The CMRP has been the primary resource for homeowners to overcome these threats, said Rebecca Franklin, president of the California Housing Finance Agency (CalHFA).

Over 23,000 Californians have kept their homes due to CMRP grants of up to $80,000 per home, amounting to a total of nearly $650 million dispersed so far. Franklin urged homeowners to take advantage of the program as soon as they can.

“Often when homeowners hear about our program, they say ‘Getting $80,000 they don’t have to pay back, that’s too good to be true, this isn’t real,’” said Franklin.

While the housing affordability rate has begun to decline in California, the median cost price of a home remains out of reach for most Californians. According to CAR, only 15 % of households in the state could afford to purchase an $843,000 median priced home during the third quarter of 2023.

“Twenty-three percent of home buyers were able to purchase the $650,000 median- priced condo or townhome. A minimum annual income of $170,400 was required to make a monthly payment of $4,260,” the same study reports.

Franklin said the passing of homeowners who do not have trusts or wills causes hardships for surviving family members. When this happens, relatives go through an arduous, expensive, and lengthy probate court process to inherit the deceased family member’s property. While this is happening, mortgages, taxes and insurance rates increase.

Housing advocates say post-pandemic foreclosures have surged to their near pre-pandemic levels. Consequently, a growing number of families across California are losing the most valuable intergenerational wealth-building asset, their home.

Jaramillo pointed out another factor contributing to the crisis. “Many salespeople and contractors target low-income households and misrepresent costs, or they install nonfunctioning improvements like solar panels.”

Then, there are zombie mortgages.

“Second loans often taken out at the same time as a larger first lien mortgage, split to allow borrowers to avoid large down payments and apply part of the second to the down payment,” Jaramillo described the borrowing scheme.

Homeowners can contact CalHFA and speak to housing counselors or attain legal services even if they don’t meet the agency’s criteria of being low-to-moderate income.

Mary Day, an attorney at HERA, spoke alongside her client, Danny Bishop, who shared how he saved his Richmond home from foreclosure.

After his mother began suffering dementia in 2015, her sibling neglected the property they jointly owned.

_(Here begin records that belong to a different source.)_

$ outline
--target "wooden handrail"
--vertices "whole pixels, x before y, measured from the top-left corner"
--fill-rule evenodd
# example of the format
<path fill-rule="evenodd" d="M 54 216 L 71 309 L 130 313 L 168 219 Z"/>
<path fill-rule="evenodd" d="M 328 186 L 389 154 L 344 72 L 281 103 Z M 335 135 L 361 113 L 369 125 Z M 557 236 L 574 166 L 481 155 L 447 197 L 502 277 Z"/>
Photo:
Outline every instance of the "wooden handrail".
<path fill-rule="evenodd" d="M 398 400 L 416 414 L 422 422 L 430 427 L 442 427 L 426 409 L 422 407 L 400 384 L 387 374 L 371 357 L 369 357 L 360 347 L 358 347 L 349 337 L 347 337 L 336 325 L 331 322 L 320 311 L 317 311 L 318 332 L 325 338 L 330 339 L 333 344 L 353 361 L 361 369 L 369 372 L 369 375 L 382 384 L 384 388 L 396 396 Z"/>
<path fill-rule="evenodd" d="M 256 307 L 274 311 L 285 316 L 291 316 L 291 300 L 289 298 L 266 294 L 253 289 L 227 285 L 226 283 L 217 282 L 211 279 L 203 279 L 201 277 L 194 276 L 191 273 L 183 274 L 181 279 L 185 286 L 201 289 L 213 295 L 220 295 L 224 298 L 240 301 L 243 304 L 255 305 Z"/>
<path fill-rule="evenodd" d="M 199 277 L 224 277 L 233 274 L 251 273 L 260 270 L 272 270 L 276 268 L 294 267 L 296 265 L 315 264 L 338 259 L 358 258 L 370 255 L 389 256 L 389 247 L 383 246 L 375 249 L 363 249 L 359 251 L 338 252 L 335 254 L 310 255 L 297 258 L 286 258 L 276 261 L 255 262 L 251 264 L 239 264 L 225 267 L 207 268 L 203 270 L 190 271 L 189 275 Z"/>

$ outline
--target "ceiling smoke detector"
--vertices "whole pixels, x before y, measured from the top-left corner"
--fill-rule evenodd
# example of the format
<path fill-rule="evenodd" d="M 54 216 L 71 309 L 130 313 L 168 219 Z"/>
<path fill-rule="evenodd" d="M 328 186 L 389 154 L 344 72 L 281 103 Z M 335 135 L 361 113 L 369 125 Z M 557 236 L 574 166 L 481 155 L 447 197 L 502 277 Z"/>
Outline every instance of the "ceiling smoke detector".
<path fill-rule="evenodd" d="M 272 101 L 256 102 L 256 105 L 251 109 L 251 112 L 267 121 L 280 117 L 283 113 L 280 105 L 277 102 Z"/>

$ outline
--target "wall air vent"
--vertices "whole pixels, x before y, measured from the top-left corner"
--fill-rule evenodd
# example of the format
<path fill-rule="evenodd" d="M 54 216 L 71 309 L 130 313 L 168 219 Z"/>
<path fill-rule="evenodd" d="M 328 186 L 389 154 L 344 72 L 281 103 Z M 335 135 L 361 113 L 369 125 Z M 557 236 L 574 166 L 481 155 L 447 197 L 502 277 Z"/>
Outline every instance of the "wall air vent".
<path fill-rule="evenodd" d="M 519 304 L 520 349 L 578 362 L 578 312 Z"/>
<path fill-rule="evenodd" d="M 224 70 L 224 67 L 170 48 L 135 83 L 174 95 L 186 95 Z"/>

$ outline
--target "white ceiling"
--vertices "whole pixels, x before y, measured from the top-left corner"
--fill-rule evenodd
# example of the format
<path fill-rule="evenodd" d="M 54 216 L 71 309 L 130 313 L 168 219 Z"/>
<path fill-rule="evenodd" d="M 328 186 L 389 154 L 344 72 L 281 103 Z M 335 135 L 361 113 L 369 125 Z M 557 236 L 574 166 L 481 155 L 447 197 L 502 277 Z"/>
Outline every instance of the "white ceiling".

Soon, he began receiving citations totaling above $90,000 for code violations and property tax evasions.

Day worked with the City of Richmond on Bishop’s behalf. She later found that the $56,000 her client owed for code violations was a mistake. His balance was later lowered to under $30,000.

“The larger the entity, the more resistant they are to dealing with individual situations,” said Day. “Although there’s a tax code that gives them the discretion to give relief, they told us after six months they wouldn’t provide it. California mortgage relief has been the family’s savior.”